Before a robot takes your job, you’re likely to be working with one side-by-side.
That’s the takeaway from a new report by Forrester Research, Inc.
The report wades into a heady and long-running debate over whether, how, and to what extent will robots take over human jobs – a hotly discussed topic amid recent progress in robotics and artificial intelligence. Most experts agree that machines will depress the job market in coming decades, possibly by as much as 47%, according to a widely reported 2013 Oxford paper.
Forrester takes a less dire view. Examining workforces at large companies across industries, including Delta Airlines Inc., Whole Foods Market Inc., and Lowe’s Companies Inc. as well as many startups, analyst J.P. Gownder estimated that automation would erase 22.7 million US jobs by 2025 — 16% of today’s total. However, that decline would be offset somewhat by new jobs created, making for a net loss of 7%, or 9.1 million jobs.
Ultimately, robots would drive a social revolution, Mr. Gownder found, but not the one people fear. His point isn’t the number of jobs lost to robots, but an accumulation of smaller shifts that will transform the nature of work.
Mr. Gownder’s definition of a robot is expansive, spanning both physical robots that do manual labor such as attending assembly lines or scurrying around warehouses, such as Amazon.com Inc.’s Kiva bots, and software like IBM’s Watson, which aims to perform intellectual tasks like proffering medical diagnoses or culinary recipes based on large amounts of data.

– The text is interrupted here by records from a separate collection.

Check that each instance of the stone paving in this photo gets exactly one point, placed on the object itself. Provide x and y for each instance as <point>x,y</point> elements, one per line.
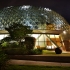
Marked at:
<point>40,63</point>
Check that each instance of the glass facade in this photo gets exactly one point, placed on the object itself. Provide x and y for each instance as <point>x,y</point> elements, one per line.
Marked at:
<point>35,17</point>
<point>45,23</point>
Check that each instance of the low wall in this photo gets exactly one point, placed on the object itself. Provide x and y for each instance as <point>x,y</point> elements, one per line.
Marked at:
<point>65,59</point>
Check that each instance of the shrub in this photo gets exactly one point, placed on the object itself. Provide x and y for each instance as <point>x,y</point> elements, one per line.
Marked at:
<point>3,59</point>
<point>58,50</point>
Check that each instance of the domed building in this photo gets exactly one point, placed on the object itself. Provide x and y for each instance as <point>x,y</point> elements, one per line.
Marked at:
<point>48,26</point>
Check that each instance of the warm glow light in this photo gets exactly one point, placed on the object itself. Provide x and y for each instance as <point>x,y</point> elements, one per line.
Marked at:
<point>35,35</point>
<point>2,36</point>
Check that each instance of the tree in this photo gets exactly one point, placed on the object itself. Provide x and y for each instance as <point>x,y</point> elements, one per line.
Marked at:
<point>18,31</point>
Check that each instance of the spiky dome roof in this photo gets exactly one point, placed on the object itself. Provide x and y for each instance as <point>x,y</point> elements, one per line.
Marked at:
<point>35,17</point>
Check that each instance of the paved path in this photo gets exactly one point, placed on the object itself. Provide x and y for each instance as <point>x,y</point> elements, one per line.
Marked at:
<point>40,63</point>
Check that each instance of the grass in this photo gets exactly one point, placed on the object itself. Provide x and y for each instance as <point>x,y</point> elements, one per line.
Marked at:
<point>26,67</point>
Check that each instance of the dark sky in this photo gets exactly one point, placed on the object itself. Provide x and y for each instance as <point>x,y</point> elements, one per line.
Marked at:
<point>60,6</point>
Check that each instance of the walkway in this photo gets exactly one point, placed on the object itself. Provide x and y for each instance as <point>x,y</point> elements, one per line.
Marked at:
<point>40,63</point>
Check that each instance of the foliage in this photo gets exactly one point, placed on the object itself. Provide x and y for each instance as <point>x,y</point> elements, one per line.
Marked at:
<point>3,59</point>
<point>29,42</point>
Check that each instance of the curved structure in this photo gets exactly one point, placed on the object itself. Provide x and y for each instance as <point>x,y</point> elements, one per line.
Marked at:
<point>45,23</point>
<point>35,17</point>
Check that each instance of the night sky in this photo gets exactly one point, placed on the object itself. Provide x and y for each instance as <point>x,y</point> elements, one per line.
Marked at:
<point>60,6</point>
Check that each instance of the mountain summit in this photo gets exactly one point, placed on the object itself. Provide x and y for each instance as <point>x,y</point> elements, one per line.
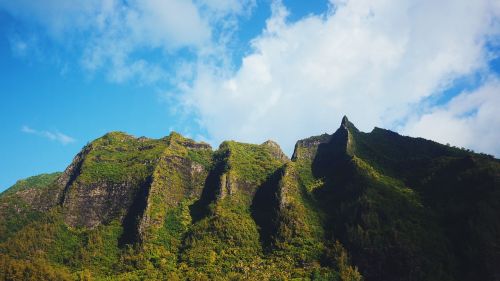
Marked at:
<point>346,206</point>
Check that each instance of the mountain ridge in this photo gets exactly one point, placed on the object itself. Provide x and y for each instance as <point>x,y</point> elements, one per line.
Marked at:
<point>345,206</point>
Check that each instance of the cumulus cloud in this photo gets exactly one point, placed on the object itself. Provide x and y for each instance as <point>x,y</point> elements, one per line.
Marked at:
<point>53,136</point>
<point>375,61</point>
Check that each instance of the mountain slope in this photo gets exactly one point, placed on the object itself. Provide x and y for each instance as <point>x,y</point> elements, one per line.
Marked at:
<point>347,206</point>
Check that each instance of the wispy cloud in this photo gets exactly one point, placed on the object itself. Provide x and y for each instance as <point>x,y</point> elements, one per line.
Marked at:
<point>53,136</point>
<point>376,61</point>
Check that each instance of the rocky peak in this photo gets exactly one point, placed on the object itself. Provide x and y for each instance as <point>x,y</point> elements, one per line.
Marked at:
<point>275,150</point>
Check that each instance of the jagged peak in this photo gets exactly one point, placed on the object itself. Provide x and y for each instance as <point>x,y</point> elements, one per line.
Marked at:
<point>175,137</point>
<point>348,125</point>
<point>275,149</point>
<point>344,120</point>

Of course, the rise of robots would create some degree of employment, the report noted. People whose jobs were replaced by robots could find themselves working in robot repair. For every 10 jobs consumed by automation, one new job would be created in software, engineering, design, maintenance, support, or training.
The remaining nine jobs would be wrung from a wide variety of industries and roles. Office support, construction, and sales would suffer the greatest impact, the report found. Self-help services would replace cashiers, retail salespeople, and real estate brokers and agents. Repair workers, plumbers and electricians would fall to smart household gadgets.
The seeds of such changes are already evident in customer-service professions, the report observed. Robots deliver room service to guests at Aloft hotels. Kiosks, not humans, take orders at Schlotzsky’s Deli in Austin, Texas. Lowe’s hardware chain is testing Oshbot, a robotic sales assistant that can answer questions, show customers a map of the store, or lead them directly to the products they seek.
Likewise in industrial transportation. Humans continue to do the complex picking and packing, Mr. Gownder says, but machines are taking over the heavy lifting. Robots built by the startup Aethon ferry heavyweight materials and hazardous waste. Their mechanical cousins from Fetch Robotics follow humans around carrying goods for them.
Mr. Gownder leaves open the question whether the social benefits of automation outweigh the human costs. Software that writes stories about quarterly earnings reports of corporations may free up journalists to write about meatier topics — but some journalists who wrote earnings reports find their jobs in jeopardy. Car-parking robots from Boomberang relieve humans of a monotonous job but also deprive them of the opportunity to perform it. In the end, employers will make the decision.
The immediate question for companies, however, is not how to replace workers with machines but how to integrate them into the workforce. Managing a staff that’s part human, part robot is bound to take some getting used to.
“Companies will need to lobby governments to fund education and vocational training to provide people with the skills to work well with robots,” the report said.